Sie füllen die Straßen: Menschen, die wütend und verbittert sind über die Inflation und die hohen Energiekosten. Sie fürchten, dass sie all diese Belastungen nicht mehr stemmen können. In Ostdeutschland werden solche Demonstrationen zunehmend angeführt von Bürger-, Handwerkmeistern und Unternehmern.

Tenor ihrer Auftritte: Einigt euch mit Putin über weitere Gaslieferungen und hört auf mit der Energiewende! Lasst die Atomkraftwerke unbegrenzt weiterlaufen, baut weiter Braunkohle ab! Alle, die so votieren, ernten großen Beifall. Die dem widersprechen, müssen mit heftigen Reaktionen rechnen: „Buh, hau ab!“.
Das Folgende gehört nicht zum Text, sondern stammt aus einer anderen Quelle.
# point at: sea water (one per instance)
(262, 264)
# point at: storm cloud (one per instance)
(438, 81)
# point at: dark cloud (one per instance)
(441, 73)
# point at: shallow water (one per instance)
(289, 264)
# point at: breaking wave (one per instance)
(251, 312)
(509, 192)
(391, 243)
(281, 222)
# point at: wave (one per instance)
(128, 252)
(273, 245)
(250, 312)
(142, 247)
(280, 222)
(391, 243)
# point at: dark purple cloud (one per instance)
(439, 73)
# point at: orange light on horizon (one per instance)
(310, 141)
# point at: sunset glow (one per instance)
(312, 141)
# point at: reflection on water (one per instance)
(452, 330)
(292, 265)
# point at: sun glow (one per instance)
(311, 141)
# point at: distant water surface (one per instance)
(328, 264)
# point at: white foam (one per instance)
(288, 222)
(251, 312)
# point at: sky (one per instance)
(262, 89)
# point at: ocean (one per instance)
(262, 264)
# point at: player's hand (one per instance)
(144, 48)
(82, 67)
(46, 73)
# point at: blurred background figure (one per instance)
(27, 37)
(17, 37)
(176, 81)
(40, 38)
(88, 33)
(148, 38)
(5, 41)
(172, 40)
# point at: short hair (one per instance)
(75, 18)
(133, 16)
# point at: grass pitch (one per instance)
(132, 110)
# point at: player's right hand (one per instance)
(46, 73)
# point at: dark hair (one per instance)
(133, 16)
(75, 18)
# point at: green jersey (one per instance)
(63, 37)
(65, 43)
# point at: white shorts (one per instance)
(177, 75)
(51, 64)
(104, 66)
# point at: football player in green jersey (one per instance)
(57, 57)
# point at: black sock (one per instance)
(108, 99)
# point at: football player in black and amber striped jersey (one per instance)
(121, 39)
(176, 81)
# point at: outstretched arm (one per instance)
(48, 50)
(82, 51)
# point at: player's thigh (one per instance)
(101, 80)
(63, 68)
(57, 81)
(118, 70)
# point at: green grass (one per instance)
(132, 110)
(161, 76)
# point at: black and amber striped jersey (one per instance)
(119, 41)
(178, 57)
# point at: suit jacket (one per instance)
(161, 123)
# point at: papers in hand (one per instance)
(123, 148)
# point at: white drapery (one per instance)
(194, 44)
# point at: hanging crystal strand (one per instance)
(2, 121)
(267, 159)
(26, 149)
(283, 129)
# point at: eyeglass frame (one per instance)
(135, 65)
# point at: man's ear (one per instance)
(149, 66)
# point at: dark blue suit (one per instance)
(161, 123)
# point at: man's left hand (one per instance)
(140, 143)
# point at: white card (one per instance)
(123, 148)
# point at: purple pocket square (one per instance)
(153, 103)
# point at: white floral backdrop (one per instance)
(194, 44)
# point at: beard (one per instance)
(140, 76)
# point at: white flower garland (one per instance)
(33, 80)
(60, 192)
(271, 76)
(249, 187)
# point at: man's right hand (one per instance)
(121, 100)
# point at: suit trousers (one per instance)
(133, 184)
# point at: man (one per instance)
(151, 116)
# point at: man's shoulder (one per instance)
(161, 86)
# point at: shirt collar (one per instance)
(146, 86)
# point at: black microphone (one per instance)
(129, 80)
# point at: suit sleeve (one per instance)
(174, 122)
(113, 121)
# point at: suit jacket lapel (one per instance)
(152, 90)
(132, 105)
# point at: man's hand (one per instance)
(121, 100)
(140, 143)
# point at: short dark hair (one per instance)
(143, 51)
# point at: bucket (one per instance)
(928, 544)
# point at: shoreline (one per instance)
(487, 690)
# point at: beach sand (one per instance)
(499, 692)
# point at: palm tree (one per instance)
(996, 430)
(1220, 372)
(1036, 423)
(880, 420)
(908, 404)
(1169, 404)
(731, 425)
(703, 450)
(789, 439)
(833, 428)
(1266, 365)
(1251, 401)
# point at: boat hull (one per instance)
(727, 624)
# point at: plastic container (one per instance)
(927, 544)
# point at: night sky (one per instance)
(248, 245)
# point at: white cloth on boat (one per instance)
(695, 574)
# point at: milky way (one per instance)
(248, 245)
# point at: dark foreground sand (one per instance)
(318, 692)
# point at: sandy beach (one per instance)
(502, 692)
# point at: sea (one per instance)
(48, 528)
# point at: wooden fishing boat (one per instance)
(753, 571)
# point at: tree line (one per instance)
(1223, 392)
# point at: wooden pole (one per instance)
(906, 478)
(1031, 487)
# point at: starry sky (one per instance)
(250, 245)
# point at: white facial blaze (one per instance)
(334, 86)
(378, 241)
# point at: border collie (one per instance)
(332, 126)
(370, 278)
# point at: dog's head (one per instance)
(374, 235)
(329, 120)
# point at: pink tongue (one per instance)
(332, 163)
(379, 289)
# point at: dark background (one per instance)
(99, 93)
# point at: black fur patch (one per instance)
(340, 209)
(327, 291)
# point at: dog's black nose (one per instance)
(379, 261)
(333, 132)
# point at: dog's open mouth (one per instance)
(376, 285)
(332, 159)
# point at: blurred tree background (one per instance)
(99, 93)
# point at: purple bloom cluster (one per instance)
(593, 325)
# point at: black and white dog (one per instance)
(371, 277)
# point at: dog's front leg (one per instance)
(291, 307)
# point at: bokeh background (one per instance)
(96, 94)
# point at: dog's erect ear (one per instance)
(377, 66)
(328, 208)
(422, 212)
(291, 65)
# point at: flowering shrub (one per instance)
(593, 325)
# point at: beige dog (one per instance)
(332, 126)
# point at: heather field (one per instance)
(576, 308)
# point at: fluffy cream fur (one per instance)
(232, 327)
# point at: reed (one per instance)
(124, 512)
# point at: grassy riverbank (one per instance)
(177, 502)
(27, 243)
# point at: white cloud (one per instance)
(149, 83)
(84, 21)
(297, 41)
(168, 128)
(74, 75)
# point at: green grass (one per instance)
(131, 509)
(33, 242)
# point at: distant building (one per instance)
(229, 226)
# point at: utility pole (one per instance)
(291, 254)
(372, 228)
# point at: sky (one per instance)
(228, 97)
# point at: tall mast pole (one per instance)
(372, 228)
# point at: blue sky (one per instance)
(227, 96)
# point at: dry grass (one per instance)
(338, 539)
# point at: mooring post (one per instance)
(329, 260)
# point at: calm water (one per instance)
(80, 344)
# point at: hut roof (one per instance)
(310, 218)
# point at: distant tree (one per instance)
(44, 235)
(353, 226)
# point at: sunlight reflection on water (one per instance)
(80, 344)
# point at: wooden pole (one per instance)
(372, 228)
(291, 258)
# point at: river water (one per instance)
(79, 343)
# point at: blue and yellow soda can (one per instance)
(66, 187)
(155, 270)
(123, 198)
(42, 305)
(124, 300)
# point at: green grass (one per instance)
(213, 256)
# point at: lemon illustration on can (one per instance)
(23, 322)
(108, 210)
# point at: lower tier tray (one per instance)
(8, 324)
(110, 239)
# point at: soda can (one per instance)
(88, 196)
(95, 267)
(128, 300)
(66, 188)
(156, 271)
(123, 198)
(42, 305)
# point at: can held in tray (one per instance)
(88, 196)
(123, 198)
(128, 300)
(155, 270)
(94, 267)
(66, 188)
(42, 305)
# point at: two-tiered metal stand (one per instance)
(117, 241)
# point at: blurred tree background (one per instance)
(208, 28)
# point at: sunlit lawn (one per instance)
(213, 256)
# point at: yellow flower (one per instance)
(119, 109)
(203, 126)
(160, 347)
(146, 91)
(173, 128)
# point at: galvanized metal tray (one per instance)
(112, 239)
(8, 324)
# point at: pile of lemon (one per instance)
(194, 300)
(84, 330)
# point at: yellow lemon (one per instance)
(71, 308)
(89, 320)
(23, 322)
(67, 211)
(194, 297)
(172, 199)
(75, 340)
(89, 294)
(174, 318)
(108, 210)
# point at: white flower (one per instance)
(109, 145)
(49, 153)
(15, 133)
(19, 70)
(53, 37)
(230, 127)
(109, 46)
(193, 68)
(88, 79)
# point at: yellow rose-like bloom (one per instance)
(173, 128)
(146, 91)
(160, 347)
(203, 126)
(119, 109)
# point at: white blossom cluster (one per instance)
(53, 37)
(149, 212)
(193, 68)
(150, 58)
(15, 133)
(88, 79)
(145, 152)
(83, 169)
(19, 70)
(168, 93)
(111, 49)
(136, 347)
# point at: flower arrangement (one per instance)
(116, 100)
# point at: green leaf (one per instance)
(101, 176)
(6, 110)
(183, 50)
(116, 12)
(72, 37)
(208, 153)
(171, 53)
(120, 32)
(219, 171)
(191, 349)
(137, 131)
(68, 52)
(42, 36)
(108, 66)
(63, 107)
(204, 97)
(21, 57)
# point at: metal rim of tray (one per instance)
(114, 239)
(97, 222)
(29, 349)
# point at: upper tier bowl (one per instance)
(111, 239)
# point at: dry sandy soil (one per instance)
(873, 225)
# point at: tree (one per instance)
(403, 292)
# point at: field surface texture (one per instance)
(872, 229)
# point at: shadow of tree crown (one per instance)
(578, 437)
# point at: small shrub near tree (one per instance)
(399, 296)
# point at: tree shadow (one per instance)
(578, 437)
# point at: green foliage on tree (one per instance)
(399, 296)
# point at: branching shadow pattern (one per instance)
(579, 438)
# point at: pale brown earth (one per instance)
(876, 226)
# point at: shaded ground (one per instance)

So ist es auch dem sächsischen Ministerpräsidenten Michael Kretschmer (CDU) am vergangenen Dienstag in Grimma ergangen. Nicht nur am Rande solcher Kundgebungen tummeln sich die Rechtsnationalisten von AfD und „Freie Sachsen“. Sie bestimmen die Atmosphäre und lachen sich ins Fäustchen: „Regierung entfernen“ ist ihre Parole.

Sie meinen damit nicht den demokratischen Wechsel per Wahl. Sie träumen vom Umsturz, von der Abschaffung der Demokratie – und reklamieren für sich „‘89“. Widerspruch erfahren sie kaum. Im Gegenteil: Im Grimma störte sich niemand an Reichskriegsfahnen.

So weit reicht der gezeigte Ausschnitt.